Spark ctx create time (lazy): 0.860 sec.
Spark trans counts (par,bc,col):0/0/0.
Spark trans times (par,bc,col): 0.000/0.000/0.000 secs.
Total JIT compile time: 3.498 sec.
Total JVM GC count: 5.
Total JVM GC time: 0.064 sec.
Heavy hitter instructions (name, time, count):
-- 1) sp_uak+ 92.597 sec 1
-- 2) sp_chkpoint 0.377 sec 1
-- 3) == 0.001 sec 1
-- 4) print 0.000 sec 1
-- 5) + 0.000 sec 1
-- 6) castdts 0.000 sec 1
-- 7) createvar 0.000 sec 3
-- 8) rmvar 0.000 sec 7
-- 9) assignvar 0.000 sec 1
-- 10) cpvar 0.000 sec 1

Regards,
Mingyang

On Wed, May 3, 2017 at 8:54 AM Matthias Boehm 
wrote:

> to summarize, this was an issue of selecting serialized representations
> for large ultra-sparse matrices.
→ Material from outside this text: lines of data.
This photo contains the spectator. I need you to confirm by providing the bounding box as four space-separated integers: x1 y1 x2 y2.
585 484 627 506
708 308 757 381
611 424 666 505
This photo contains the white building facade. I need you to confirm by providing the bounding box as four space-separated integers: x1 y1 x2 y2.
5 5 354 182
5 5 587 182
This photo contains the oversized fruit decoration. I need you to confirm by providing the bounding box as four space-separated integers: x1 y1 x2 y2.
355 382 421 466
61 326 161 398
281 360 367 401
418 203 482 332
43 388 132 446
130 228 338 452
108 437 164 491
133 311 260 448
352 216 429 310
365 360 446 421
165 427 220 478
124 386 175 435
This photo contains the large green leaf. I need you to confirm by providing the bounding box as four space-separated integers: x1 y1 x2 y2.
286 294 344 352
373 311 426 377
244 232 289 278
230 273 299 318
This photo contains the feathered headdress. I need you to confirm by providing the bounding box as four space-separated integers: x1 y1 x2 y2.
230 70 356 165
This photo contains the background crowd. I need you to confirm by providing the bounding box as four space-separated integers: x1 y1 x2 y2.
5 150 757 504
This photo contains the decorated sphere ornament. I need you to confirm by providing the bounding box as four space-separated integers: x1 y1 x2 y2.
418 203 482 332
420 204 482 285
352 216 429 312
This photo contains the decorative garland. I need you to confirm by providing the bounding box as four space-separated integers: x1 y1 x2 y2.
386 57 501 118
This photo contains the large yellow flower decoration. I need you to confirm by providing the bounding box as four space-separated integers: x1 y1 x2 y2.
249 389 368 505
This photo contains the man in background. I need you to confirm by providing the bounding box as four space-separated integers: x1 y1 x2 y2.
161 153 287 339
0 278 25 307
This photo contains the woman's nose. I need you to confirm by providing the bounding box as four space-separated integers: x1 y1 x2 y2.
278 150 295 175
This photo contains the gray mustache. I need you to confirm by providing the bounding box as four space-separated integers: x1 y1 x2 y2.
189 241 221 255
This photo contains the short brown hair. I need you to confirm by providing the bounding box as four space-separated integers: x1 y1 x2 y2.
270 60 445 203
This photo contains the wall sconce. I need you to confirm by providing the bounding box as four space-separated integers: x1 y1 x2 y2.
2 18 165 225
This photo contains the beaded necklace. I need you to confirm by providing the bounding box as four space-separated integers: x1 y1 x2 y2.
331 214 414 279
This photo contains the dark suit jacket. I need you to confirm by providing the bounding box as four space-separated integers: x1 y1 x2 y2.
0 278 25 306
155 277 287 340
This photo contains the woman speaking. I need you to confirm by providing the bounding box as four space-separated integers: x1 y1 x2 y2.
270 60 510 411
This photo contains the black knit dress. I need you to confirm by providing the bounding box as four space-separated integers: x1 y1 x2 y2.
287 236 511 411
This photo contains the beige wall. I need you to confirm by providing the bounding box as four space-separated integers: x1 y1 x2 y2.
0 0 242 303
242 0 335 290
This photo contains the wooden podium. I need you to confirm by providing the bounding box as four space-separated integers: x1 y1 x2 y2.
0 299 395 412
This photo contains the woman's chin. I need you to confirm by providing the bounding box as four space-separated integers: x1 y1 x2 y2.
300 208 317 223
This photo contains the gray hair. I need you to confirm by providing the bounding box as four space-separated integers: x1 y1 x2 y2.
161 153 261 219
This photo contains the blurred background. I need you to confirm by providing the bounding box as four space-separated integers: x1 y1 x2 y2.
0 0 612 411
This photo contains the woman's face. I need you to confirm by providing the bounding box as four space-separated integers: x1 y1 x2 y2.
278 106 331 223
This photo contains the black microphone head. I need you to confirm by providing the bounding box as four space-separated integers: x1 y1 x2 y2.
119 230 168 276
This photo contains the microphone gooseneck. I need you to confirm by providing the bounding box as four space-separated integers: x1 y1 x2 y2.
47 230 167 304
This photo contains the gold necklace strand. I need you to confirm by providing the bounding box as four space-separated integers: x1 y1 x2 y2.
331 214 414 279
Thanks again for sharing your feedback
> with us.
>
> 1) In-memory representation: In CSR every non-zero will require 12 bytes
> - this is 240MB in your case. The overall memory consumption, however,
> depends on the distribution of non-zeros: In CSR, each block with at
> least one non-zero requires 4KB for row pointers. Assuming uniform
> distribution (the worst case), this gives us 80GB. This is likely the
> problem here. Every empty block would have an overhead of 44Bytes but
> for the worst-case assumption, there are no empty blocks left. We do not
> use COO for checkpoints because it would slow down subsequent operations.
>
> 2) Serialized/on-disk representation: For sparse datasets that are
> expected to exceed aggregate memory, we used to use a serialized
> representation (with storage level MEM_AND_DISK_SER) which uses sparse,
> ultra-sparse, or empty representations. In this form, ultra-sparse
> blocks require 9 + 16*nnz bytes and empty blocks require 9 bytes.
> Therefore, with this representation selected, you're dataset should
> easily fit in aggregate memory. Also, note that chkpoint is only a
> transformation that persists the rdd, the subsequent operation then
> pulls the data into memory.
>
> At a high-level this was a bug. We missed ultra-sparse representations
> when introducing an improvement that stores sparse matrices in MCSR
> format in CSR format on checkpoints which eliminated the need to use a
> serialized storage level. I just deliver a fix. Now we store such
> ultra-sparse matrices again in serialized form which should
> significantly reduce the memory pressure.
>
> Regards,
> Matthias
>
> On 5/3/2017 9:38 AM, Mingyang Wang wrote:
> > Hi all,
> >
> > I was playing with a super sparse matrix FK, 2e7 by 1e6, with only one
> > non-zero value on each row, that is 2e7 non-zero values in total.
> >
> > With driver memory of 1GB and executor memory of 100GB, I found the HOP
> > "Spark chkpoint", which is used to pin the FK matrix in memory, is really
> > expensive, as it invokes lots of disk operations.
> >
> > FK is stored in binary format with 24 blocks, each block is ~45MB, and
> ~1GB
> > in total.
> >
> > For example, with the script as
> >
> > """
> > FK = read($FK)
> > print("Sum of FK = " + sum(FK))
> > """
> >
> > things worked fine, and it took ~8s.
> >
> > While with the script as
> >
> > """
> > FK = read($FK)
> > if (1 == 1) {}
> > print("Sum of FK = " + sum(FK))
> > """
> >
> > things changed. It took ~92s and I observed lots of disk spills from
> logs.
> > Based on the stats from Spark UI, it seems the materialized FK requires
> >> 54GB storage and thus introduces disk operations.
> >
> > I was wondering, is this the expected behavior of a super sparse matrix?
> >
> >
> > Regards,
> > Mingyang
> >
>